4. Con il quarto motivo la società ricorrente lamenta la violazione del D.Lgs. n. 267 del 2000, art. 42 perchè la tariffa applicata sarebbe stata stabilita dalla Giunta comunale e non dal Consiglio.

La doglianza è inammissibile perchè, dalla lettura del ricorso, non risulta sia stata sollevata nei precedenti gradi di giudizio.

Peraltro, ulteriore modvo di inammissibilità è la genericità della contestazione.

5. Alcuna statuizione deve essere assunta in ordine alle spese di lite, stante la condotta processuale di parte intimata.

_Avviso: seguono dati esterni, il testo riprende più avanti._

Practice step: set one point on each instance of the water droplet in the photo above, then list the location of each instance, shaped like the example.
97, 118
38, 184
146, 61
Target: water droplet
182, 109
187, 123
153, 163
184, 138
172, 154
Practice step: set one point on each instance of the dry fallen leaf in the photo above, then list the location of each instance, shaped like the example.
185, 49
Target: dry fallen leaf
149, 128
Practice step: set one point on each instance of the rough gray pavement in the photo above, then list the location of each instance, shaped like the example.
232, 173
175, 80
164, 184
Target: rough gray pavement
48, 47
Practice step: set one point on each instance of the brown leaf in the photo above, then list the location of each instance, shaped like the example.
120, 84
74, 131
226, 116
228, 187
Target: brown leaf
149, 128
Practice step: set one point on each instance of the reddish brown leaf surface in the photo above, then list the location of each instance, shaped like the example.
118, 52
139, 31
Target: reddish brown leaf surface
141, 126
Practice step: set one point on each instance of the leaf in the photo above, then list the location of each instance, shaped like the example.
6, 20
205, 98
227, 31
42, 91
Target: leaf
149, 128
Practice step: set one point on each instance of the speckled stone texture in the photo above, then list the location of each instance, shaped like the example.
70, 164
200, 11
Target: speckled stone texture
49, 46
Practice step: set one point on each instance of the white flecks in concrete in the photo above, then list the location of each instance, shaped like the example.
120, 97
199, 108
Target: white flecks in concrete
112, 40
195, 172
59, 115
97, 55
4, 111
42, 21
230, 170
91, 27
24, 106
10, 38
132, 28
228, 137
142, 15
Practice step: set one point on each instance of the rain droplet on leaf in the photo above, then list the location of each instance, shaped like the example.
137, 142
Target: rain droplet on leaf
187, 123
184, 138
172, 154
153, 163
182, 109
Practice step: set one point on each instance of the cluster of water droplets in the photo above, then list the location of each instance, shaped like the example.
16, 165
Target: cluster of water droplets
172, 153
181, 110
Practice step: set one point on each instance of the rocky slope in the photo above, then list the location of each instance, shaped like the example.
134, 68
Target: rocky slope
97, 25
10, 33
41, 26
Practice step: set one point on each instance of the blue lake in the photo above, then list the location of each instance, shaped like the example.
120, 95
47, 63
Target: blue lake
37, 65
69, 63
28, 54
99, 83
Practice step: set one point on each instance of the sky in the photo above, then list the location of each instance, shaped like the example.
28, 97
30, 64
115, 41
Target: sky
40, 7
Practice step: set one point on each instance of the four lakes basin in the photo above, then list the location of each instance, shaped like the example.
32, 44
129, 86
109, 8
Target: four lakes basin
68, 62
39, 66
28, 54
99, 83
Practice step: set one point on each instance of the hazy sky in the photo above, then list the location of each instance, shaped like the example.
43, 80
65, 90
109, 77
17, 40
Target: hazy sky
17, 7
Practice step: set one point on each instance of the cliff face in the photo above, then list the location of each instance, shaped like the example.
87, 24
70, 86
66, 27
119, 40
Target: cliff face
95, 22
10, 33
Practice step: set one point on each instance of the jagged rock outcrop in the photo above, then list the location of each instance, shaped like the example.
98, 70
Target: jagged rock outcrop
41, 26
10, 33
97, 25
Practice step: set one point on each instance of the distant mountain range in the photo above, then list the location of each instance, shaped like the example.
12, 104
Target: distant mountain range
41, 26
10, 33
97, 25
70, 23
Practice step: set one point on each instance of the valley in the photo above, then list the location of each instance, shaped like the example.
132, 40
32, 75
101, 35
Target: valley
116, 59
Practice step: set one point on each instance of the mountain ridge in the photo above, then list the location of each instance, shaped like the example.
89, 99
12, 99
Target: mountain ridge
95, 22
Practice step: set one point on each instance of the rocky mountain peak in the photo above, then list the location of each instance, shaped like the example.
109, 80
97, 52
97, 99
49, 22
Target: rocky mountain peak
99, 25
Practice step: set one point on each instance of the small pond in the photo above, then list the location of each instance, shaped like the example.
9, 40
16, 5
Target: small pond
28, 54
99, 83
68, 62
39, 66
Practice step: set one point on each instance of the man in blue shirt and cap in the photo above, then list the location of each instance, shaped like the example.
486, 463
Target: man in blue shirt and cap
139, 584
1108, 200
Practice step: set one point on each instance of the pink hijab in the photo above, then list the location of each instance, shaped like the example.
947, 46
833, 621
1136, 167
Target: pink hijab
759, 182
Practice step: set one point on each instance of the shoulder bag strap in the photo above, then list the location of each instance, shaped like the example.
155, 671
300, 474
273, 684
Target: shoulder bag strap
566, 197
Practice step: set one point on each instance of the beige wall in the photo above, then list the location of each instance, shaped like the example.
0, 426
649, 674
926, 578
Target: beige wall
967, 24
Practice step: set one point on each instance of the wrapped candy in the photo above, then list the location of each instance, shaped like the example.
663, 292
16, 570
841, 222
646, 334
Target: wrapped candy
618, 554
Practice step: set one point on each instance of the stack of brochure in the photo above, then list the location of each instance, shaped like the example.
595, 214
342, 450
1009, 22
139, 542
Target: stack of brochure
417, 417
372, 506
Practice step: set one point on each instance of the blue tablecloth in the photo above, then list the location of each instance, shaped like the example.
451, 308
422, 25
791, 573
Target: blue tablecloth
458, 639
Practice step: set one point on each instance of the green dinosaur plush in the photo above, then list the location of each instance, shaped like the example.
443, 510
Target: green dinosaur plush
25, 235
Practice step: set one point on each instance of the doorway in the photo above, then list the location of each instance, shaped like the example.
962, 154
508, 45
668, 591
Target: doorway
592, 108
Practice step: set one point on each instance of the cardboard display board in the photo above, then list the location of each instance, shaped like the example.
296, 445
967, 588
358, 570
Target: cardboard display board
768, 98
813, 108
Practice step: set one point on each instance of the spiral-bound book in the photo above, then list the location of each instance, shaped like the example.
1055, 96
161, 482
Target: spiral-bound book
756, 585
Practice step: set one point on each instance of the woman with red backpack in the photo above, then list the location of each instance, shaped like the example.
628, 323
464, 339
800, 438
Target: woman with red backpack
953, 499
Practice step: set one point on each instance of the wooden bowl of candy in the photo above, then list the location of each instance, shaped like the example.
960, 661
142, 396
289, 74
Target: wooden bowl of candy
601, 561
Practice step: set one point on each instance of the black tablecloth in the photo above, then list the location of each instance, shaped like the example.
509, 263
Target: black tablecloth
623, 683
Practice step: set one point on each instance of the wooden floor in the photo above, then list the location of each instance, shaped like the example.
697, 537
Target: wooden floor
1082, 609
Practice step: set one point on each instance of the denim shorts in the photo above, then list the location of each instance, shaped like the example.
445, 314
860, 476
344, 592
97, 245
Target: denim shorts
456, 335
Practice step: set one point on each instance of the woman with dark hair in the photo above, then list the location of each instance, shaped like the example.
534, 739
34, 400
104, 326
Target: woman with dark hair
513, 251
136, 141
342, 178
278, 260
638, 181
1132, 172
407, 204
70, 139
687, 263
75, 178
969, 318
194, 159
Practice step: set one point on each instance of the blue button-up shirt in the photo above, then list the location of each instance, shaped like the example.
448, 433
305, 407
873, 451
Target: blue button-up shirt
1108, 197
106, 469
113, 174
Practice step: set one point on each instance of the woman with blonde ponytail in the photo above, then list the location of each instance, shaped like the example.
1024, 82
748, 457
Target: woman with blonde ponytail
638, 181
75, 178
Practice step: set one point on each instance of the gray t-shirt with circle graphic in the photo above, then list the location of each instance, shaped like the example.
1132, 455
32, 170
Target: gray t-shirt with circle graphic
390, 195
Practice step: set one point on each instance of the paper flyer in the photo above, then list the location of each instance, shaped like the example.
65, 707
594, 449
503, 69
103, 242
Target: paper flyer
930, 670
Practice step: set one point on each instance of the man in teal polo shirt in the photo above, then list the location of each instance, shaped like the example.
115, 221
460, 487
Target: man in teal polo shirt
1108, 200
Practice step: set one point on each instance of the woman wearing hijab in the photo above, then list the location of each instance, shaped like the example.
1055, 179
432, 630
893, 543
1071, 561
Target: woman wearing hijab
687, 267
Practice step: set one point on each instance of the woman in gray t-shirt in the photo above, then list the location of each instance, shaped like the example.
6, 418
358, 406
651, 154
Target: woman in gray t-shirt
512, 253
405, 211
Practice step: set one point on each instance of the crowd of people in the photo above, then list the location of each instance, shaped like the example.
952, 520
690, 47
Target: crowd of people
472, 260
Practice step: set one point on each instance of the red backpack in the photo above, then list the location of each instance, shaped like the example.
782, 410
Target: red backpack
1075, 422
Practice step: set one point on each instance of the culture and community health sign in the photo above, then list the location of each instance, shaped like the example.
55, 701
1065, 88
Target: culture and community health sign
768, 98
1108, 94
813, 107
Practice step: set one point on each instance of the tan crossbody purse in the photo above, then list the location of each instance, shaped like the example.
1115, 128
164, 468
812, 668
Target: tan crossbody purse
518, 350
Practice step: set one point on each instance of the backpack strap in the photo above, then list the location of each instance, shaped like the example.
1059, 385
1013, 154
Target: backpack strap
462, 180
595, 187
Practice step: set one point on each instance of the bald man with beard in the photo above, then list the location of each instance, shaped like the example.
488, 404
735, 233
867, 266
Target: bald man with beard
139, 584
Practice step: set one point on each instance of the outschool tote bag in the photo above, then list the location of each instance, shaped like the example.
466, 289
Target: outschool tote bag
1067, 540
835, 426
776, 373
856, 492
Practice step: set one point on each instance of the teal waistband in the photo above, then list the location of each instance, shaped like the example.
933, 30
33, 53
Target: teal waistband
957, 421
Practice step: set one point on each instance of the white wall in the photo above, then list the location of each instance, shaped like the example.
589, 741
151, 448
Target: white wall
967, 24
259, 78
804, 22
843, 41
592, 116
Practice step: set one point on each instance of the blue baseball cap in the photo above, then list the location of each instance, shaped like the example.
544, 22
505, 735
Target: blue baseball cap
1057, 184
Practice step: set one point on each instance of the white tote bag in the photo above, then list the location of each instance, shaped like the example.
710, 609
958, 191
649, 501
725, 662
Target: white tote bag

Sussistono le condizioni per dare atto, ai sensi della L. n. 228 del 2012, art. 1, comma 17, che ha aggiunto il D.P.R. n. 115 del 2002, art. 13, comma 1-quater, dell’obbligo, a carico della società ricorrente, di versare l’ulteriore importo a titolo di contributo unificato pari a quello dovuto per l’impugnazione integralmente rigettata, trattandosi di ricorso per cassazione la cui notifica si è perfezionata successivamente alla data del 30 gennaio 2013 (Cass., Sez. 6-3, sentenza n. 14515 del 10 luglio 2015).

PQM

La Corte:

– rigetta il ricorso;

– ai sensi del D.P.R. n. 115 del 2002, art. 13, comma 1-quater, inserito dalla L. n. 228 del 2012, art. 1, comma 17, dichiara la sussistenza dei presupposti per il versamento, da parte della società ricorrente, dell’ulteriore importo a titolo di contributo unificato pari a quello dovuto per il ricorso.

Cosi deciso in Roma, nella camera di consiglio della V Sezione civile della Corte suprema di Cassazione, il 7 febbraio 2020.